I'm not sure Austin is that cheap either. Not sure about Phoenix.
Phoenix *can* be cheap, especially the further from the city you get/and on the periphery, and especially if you just want a cracker box, condo, or trailer.
This is not the case in Denver. It doesn't get reasonably sane until Colorado Springs (80 miles south), and "cheap" until Pueblo.
I think It's really interesting how such a small city (under 70k) is head of such a Large MSA (bigger than OKC, Richmond among others)
Obviously with that size of a MSA there are a significant number of jobs, but is the region doing anything to brand itself?
South Carolina's annexation laws make it much harder for cities to grow their boundaries. Greenville city in reality is pushing ~300,000 people. The county is over 500,000, and sprawl has spilled over into Spartanburg (300k) and Anderson Counties (pushing 200k).
The region does brand itself and apparently its working. Theres also a very strong international corporate precense in the area thanks to BMW and Michelin. Being on the I85 corridor is a huge asset.
I think It's really interesting how such a small city (under 70k) is head of such a Large MSA (bigger than OKC, Richmond among others)
I'm aware of Asheville and know several people who have gone there to visit.
From google maps the downtown looks very nice!
Obviously with that size of a MSA there are a significant number of jobs, but is the region doing anything to brand itself? It seems that all or most of the midsize or small metros that have experienced boom-town like growth are either College towns or State Capitals (Nashville, Austin, Indianapolis, Columbus, Raleigh, Boise, SLC, Portland, Maddison etc.)
They generally brand it as an outdoorsy type of city. You can see the Blue Ridge mountains from various points in the city, plus there is a little mountain in town, Paris Mountain, that has a state park on the side of it.
There wasn't a park around the falls downtown until 2006. Prior to that, they used to have a road that went right over the falls and the falls were all but forgotten. The creation of Falls Park and the pedestrian bridge over it is what took Greenville's popularity to a new level. The National Trust for Historic Preservation awarded downtown Greenville the Great American Main Street Award in 2003, three years before the park opening.
I think of Gville as a more modern, urban version of Charlottesville without the large university. It does have a college town feel to it.
There is a small well regarded private university 5 miles or so north of downtown, Furman University, and it has what is considered one of the most beautiful campuses in the world with a small lake. The city has an urban path that you can bike from downtown out to Furman and a little town north of it called Travelers Rest.
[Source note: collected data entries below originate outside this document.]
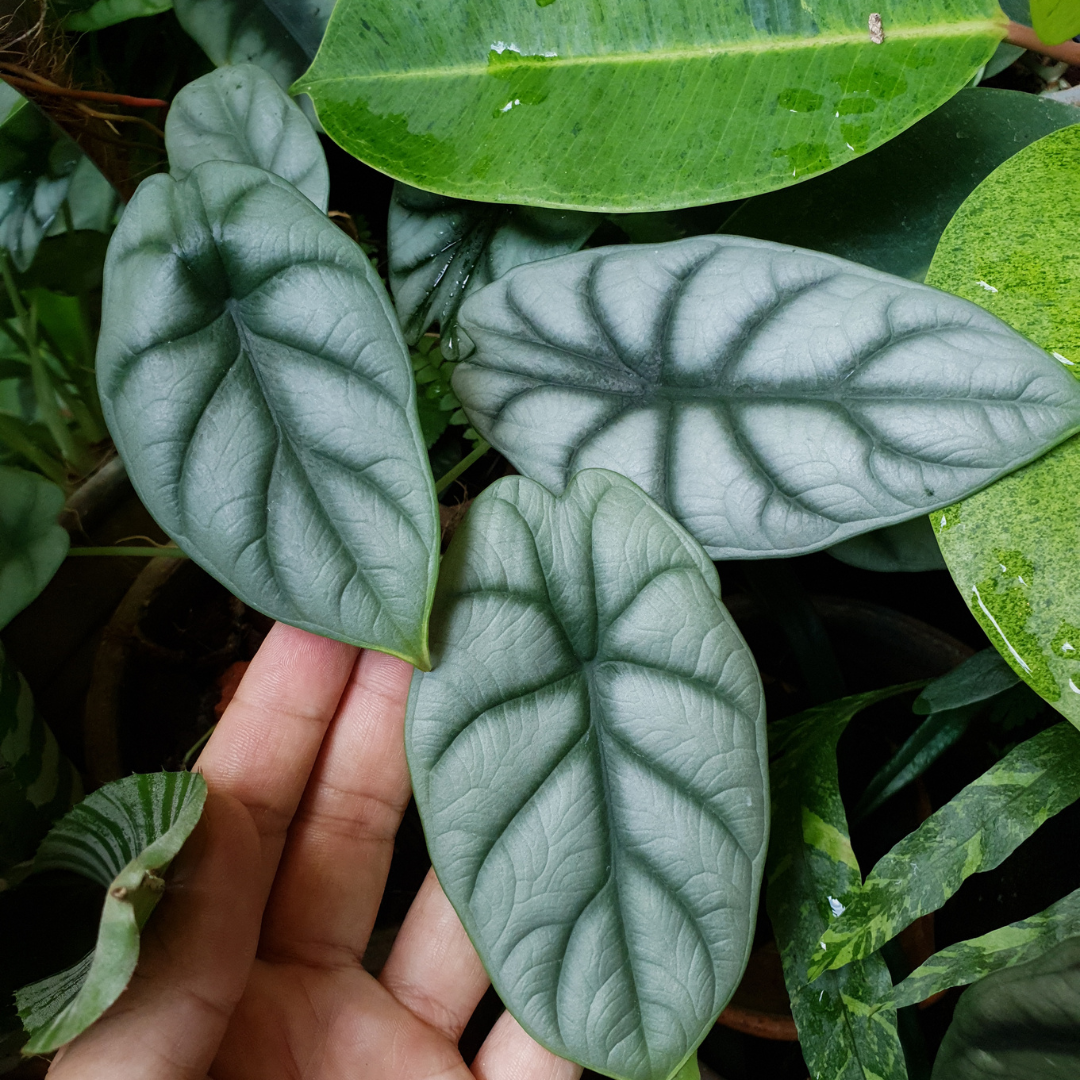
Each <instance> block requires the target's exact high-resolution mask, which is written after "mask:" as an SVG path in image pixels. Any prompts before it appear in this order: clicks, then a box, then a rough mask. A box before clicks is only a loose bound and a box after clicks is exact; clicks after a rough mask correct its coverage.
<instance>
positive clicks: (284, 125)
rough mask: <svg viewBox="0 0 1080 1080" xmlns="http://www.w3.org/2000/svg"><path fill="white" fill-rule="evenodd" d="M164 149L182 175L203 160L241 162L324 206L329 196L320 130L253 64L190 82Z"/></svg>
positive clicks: (184, 92)
mask: <svg viewBox="0 0 1080 1080" xmlns="http://www.w3.org/2000/svg"><path fill="white" fill-rule="evenodd" d="M165 149H166V150H167V151H168V165H170V173H171V175H172V176H173V178H174V179H177V180H183V179H184V177H185V176H187V175H188V173H190V172H191V170H192V168H194V167H195V165H201V164H202V163H203V162H204V161H237V162H240V163H241V164H244V165H258V166H259V168H265V170H267V172H269V173H275V174H276V175H278V176H281V177H282V178H283V179H286V180H288V181H289V184H292V185H293V186H294V187H296V188H298V189H299V190H300V191H302V192H303V193H305V194H306V195H307V197H308V198H309V199H310V200H311V201H312V202H313V203H314V204H315V205H316V206H318V207H319V208H320V210H321V211H325V210H326V206H327V204H328V201H329V193H330V177H329V171H328V170H327V167H326V156H325V154H324V153H323V148H322V146H321V145H320V143H319V136H318V135H316V134H315V133H314V132H313V131H312V130H311V124H309V123H308V119H307V117H305V114H303V112H302V111H301V110H300V107H299V106H298V105H297V104H296V103H295V102H294V100H293V99H292V98H291V97H289V96H288V95H287V94H286V93H285V92H284V91H283V90H282V89H281V86H279V85H278V83H276V82H274V81H273V79H272V78H271V77H270V76H269V75H267V72H266V71H264V70H262V68H259V67H256V66H255V65H254V64H235V65H233V66H231V67H222V68H217V70H215V71H211V72H210V75H204V76H203V77H202V78H201V79H195V80H194V82H189V83H188V84H187V85H186V86H185V87H184V89H183V90H181V91H180V92H179V93H178V94H177V95H176V97H175V99H174V100H173V105H172V108H170V110H168V119H167V120H166V121H165Z"/></svg>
The path is called the Swamp Rabbit Trail.
Clemson University is 30 miles to the west, and it has moved its graduate business college to Main Street in Greenville within the past few years.
Last edited by ClemVegas; 08-11-2017 at 01:38 PM..
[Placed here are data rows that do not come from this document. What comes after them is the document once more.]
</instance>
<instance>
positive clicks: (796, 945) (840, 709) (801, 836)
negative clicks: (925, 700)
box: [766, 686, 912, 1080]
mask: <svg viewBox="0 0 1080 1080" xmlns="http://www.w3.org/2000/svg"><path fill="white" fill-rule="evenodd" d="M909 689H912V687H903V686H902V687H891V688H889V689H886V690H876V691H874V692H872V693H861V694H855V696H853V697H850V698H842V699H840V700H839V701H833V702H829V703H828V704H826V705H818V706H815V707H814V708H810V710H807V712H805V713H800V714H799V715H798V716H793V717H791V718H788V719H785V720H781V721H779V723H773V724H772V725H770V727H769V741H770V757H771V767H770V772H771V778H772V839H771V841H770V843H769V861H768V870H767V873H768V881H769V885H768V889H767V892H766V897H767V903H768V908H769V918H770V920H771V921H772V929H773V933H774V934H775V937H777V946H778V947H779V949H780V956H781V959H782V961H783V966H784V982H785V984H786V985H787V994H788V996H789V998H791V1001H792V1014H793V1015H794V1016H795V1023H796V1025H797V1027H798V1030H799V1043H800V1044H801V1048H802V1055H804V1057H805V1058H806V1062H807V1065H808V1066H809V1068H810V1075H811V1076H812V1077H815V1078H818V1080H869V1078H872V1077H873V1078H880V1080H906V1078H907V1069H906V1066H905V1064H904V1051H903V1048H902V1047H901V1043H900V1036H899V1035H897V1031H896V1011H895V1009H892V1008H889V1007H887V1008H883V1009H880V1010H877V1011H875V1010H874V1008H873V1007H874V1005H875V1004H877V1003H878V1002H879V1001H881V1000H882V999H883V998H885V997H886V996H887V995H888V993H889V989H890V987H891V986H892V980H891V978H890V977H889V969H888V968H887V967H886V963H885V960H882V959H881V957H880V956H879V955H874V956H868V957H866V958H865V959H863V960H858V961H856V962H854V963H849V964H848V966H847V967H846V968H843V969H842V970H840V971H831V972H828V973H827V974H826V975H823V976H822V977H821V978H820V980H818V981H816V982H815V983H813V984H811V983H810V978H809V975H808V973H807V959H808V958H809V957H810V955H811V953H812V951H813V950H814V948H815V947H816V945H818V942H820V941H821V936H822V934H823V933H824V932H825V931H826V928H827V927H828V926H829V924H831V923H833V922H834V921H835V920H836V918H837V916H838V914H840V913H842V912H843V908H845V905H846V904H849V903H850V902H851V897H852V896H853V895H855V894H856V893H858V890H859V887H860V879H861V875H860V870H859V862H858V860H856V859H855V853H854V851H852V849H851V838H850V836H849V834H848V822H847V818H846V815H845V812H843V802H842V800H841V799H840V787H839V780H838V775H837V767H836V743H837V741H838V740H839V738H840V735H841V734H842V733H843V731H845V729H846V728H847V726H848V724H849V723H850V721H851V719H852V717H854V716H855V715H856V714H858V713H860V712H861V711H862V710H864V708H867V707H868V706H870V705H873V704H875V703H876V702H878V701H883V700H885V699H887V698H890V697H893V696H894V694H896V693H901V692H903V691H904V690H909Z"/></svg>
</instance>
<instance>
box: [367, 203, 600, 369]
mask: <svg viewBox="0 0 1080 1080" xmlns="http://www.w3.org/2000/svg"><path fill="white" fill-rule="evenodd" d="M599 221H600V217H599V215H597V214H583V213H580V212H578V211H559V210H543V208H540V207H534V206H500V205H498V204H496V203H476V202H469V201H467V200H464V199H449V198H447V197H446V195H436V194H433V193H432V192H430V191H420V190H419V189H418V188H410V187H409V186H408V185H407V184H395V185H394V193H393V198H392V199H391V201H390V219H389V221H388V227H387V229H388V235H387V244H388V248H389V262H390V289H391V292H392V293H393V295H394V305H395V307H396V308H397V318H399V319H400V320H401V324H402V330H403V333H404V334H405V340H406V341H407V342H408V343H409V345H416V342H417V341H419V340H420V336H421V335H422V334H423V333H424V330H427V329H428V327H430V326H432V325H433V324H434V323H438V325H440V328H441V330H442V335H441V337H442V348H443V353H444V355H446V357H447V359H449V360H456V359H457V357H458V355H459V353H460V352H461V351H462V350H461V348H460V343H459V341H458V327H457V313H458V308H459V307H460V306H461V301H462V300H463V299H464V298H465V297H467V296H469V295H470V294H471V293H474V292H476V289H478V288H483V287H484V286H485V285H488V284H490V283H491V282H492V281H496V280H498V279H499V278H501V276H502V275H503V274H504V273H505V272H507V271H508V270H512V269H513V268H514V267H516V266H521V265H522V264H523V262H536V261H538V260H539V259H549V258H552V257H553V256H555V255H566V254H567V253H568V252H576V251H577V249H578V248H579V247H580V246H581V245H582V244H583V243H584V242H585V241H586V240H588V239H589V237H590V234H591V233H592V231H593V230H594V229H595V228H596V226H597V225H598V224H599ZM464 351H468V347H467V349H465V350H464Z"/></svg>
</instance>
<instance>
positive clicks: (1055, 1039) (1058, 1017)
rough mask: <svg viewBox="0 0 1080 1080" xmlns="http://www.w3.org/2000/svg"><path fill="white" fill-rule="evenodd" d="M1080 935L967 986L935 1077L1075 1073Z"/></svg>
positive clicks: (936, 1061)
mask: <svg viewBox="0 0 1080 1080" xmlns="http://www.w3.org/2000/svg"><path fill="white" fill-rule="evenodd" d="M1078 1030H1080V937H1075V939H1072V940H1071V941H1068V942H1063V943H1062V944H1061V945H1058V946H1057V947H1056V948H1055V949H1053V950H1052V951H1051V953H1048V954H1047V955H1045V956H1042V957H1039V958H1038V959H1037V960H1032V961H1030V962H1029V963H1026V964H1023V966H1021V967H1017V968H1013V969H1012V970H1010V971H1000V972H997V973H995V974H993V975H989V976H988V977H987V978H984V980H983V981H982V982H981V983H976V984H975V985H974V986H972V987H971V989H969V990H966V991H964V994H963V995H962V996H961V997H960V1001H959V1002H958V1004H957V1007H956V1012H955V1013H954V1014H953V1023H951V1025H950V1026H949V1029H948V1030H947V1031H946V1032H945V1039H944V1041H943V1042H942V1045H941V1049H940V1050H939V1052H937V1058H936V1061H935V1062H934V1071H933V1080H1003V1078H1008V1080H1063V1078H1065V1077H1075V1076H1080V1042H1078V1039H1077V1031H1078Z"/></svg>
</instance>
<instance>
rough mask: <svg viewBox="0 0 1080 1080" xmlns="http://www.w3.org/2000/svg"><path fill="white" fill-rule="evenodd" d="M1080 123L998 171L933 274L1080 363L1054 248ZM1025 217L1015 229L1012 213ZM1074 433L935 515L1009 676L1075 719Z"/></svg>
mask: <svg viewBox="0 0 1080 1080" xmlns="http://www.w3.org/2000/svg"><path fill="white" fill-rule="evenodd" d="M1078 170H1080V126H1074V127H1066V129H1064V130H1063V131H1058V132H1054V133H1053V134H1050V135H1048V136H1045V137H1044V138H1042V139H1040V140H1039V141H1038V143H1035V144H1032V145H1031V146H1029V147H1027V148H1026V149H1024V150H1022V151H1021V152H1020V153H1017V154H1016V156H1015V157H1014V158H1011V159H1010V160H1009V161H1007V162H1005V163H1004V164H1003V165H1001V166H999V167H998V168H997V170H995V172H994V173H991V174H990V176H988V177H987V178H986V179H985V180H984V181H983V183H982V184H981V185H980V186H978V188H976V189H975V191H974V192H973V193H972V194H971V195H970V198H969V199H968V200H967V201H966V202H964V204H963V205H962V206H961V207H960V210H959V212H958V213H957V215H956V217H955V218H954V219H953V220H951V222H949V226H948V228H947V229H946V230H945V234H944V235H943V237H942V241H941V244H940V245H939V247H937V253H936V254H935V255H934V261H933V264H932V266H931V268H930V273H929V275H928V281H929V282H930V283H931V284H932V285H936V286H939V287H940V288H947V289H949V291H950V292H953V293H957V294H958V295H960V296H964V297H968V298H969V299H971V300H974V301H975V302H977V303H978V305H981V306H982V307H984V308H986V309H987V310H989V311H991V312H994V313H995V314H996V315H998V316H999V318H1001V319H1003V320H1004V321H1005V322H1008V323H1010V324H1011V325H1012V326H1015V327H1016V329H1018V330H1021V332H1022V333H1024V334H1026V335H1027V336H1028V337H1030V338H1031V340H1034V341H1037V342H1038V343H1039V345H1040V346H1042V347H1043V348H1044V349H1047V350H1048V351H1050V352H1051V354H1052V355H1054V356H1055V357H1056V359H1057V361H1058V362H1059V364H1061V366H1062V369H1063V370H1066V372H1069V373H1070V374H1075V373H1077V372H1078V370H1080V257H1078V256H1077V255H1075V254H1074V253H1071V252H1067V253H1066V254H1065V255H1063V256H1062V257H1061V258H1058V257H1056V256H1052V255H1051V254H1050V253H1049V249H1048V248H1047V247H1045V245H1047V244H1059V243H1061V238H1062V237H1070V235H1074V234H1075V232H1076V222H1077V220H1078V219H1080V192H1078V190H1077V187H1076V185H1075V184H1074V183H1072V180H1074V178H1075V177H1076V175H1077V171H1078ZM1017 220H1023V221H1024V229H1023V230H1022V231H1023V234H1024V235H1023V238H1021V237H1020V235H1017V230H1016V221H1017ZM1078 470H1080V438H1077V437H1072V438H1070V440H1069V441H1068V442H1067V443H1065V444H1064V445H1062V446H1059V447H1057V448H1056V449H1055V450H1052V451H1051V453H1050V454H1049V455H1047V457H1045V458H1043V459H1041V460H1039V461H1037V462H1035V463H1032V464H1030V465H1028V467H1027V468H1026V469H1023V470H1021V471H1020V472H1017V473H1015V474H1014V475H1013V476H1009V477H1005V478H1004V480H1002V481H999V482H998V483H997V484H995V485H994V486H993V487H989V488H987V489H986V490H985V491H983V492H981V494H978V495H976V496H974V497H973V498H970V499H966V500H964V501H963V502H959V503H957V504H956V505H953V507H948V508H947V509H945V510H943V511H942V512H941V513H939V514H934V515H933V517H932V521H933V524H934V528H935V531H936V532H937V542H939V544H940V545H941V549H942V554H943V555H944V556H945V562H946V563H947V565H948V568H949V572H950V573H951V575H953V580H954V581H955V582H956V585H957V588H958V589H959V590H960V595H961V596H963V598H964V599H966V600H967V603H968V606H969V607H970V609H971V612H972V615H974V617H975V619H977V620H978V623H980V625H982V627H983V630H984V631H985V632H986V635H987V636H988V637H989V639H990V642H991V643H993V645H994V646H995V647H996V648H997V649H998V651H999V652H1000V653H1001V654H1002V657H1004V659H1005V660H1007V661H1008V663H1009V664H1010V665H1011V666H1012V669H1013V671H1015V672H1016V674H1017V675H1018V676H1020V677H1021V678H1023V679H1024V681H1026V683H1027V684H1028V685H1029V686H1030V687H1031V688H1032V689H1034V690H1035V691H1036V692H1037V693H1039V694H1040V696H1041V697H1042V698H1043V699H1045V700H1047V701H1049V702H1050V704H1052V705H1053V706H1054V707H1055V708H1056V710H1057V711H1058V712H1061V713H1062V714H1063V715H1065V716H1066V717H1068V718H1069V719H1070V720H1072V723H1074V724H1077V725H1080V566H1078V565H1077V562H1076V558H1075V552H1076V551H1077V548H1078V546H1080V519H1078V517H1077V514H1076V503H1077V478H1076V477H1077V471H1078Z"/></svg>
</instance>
If Boise wasn't already booming, I'd include them too.
If climate change becomes a thing and companies create jobs where the water is located then migration patterns will go north to metropolitan areas with access to water from the Great Lakes. Then the booming inexpensive metropolitan areas will be Rochester,N.Y., Syracuse, N.Y., Grand Rapids, Milwaukee, Buffalo and Cleveland.
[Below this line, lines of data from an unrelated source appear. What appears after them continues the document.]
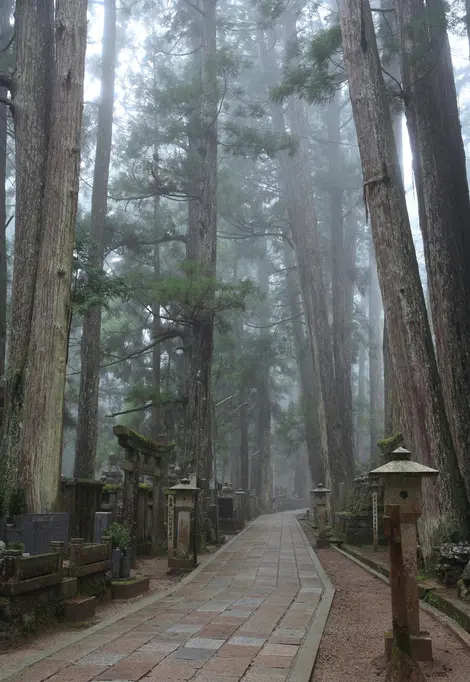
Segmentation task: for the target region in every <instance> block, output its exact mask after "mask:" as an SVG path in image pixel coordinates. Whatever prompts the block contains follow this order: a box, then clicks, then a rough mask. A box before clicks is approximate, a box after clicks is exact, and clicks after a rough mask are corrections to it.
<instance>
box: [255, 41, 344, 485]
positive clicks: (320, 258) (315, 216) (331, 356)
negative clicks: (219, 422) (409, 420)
mask: <svg viewBox="0 0 470 682" xmlns="http://www.w3.org/2000/svg"><path fill="white" fill-rule="evenodd" d="M260 56H261V63H262V64H263V68H264V71H265V73H266V82H267V85H269V84H270V83H271V81H272V80H273V74H274V75H275V70H276V65H275V63H273V62H272V60H271V59H270V57H269V53H268V50H267V48H266V44H265V42H264V38H263V36H262V34H260ZM289 109H290V115H291V120H290V126H291V132H292V133H294V136H296V134H297V135H298V134H299V128H301V127H302V126H301V124H302V122H304V119H305V116H304V115H302V105H301V103H300V102H299V101H298V100H297V99H294V98H292V100H291V101H290V103H289ZM271 111H272V119H273V129H274V132H276V133H277V134H279V135H284V134H285V125H284V120H283V114H282V110H281V108H280V107H279V106H277V105H272V108H271ZM297 142H298V149H297V151H296V154H295V155H294V156H293V157H291V156H289V154H288V153H287V152H281V154H280V165H281V184H282V186H283V189H284V192H285V194H286V199H287V212H288V217H289V222H290V225H291V229H292V239H293V243H294V249H295V254H296V260H297V267H298V272H299V281H300V288H301V294H302V302H303V307H304V312H305V317H306V321H307V330H308V340H309V345H310V352H311V354H312V357H313V362H314V367H315V374H316V375H318V381H319V387H320V390H319V392H318V399H317V401H316V404H317V414H318V424H319V431H320V438H321V441H320V442H321V449H320V451H319V454H320V457H321V460H322V462H323V467H324V470H325V476H326V479H327V482H328V483H331V484H332V485H333V486H337V485H338V484H339V483H340V482H341V481H345V480H347V479H348V478H351V476H352V471H348V465H347V462H346V461H345V458H344V453H343V448H342V431H341V423H340V420H339V415H338V410H337V406H336V400H335V396H336V393H335V386H334V368H333V353H332V350H331V343H330V341H331V340H330V330H329V325H328V312H327V304H326V294H325V287H324V281H323V266H322V262H321V253H320V245H319V238H318V231H317V218H316V211H315V205H314V202H313V194H312V184H311V172H310V168H309V163H308V155H307V152H306V149H305V145H304V143H303V140H302V137H298V138H297ZM351 454H352V453H351Z"/></svg>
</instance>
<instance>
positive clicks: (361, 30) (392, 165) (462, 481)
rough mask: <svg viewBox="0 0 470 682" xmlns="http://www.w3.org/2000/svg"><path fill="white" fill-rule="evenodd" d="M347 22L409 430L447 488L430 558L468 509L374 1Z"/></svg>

If Boise wasn't already booming, I'd include them too.
If climate change becomes a thing and companies create jobs where the water is located then migration patterns will go north to metropolitan areas with access to water from the Great Lakes. Then the booming inexpensive metropolitan areas will be Rochester,N.Y., Syracuse, N.Y., Grand Rapids, Milwaukee, Buffalo and Cleveland.
Some of this has already been in motion for all of these areas to some degree.
I’m surprised you didn’t mention the Micron announcement as a reason for Syracuse to potentially start seeing some serious growth in the near future.